Em março, o Governo Federal prorrogou por 90 dias a possibilidade de contestação, conforme publicado no Diário Oficial da União. Trata-se de um movimento importante para quem deseja aderir ao acordo de ressarcimento oferecido pela Previdência Social.
Até o momento, segundo dados oficiais, mais de 6,4 milhões de pessoas contestaram as cobranças e 4.401.653 aderiram ao acordo. Com isso, cerca de R$ 3 bilhões foram devolvidos aos segurados em todo o território brasileiro.

Além dos cidadãos que já aderiram, outros 748.734 beneficiários estão aptos a ingressar na negociação.
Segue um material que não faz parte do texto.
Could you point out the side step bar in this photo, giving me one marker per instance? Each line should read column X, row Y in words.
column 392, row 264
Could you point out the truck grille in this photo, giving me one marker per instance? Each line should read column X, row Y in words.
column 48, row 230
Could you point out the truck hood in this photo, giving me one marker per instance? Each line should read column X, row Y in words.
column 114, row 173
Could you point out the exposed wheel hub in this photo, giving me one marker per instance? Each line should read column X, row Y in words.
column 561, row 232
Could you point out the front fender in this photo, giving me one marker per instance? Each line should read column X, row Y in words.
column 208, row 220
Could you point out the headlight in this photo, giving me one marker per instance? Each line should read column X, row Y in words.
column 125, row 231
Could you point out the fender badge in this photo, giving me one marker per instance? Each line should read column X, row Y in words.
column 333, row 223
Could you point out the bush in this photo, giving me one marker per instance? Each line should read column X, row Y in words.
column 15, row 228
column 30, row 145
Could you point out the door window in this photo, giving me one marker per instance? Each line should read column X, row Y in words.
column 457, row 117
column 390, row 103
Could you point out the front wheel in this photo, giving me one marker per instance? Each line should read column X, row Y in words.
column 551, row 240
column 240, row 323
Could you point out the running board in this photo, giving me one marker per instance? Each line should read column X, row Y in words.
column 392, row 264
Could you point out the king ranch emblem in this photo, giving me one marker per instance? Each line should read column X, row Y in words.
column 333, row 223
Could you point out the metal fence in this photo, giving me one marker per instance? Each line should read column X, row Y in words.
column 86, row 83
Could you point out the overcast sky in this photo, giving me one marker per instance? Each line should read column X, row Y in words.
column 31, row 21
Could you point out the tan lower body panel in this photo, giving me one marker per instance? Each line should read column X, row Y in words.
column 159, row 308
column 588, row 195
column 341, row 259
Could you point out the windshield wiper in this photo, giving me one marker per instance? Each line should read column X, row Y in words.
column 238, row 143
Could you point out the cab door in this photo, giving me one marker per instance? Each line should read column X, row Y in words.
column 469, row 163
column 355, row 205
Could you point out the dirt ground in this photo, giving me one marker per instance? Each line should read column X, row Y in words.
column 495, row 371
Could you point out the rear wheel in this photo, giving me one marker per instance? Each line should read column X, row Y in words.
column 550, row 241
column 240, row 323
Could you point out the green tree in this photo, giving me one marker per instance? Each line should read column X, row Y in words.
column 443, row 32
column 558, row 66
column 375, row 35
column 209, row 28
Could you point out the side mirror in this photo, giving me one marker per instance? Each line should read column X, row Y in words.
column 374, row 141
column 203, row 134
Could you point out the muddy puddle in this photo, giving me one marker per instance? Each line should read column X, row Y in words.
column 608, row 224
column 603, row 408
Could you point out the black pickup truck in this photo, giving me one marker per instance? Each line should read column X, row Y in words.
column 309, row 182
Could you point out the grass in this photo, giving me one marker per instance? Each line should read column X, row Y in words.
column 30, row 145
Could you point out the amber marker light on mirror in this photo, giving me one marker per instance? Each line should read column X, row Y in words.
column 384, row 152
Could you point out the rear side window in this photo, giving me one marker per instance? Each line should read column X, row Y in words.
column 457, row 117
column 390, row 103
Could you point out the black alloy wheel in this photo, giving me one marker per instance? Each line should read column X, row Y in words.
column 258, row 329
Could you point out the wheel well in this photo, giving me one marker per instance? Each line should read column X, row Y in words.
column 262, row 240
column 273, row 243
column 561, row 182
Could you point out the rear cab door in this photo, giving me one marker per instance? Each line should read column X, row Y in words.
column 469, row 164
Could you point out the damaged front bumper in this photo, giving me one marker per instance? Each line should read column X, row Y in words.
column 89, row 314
O governo destaca que a adesão ao acordo permanecerá disponível mesmo após o fim do prazo de contestação.Fechado o acordo, o dinheiro é depositado na conta do beneficiário em até três dias úteis.
Para indígenas, quilombolas e idosos com mais de 80 anos de idade, o ressarcimento é feito automaticamente na folha de pagamento, sem necessidade de adesão manual.
Como saber se o beneficiário tem direito ao ressarcimento?
Para saber se tem direito à devolução de valores descontados entre março de 2020 e março de 2025, o segurado do Instituto Nacional do Seguro Social deve:
- Verificar a situação pelo Meu INSS; Central 135 ou Agências dos Correios;
- Contestar o desconto informando ao INSS sobre a cobrança não autorizada pelo aplicativo Meu INSS ou nas agências dos Correios;
- Aguardar a análise feita pela entidade associativa, que tem até 15 dias úteis para se manifestar;
- Caso a entidade não responder ou apresentar documento irregular (como assinatura falsa), o sistema libera a opção de adesão para o recebimento do valor.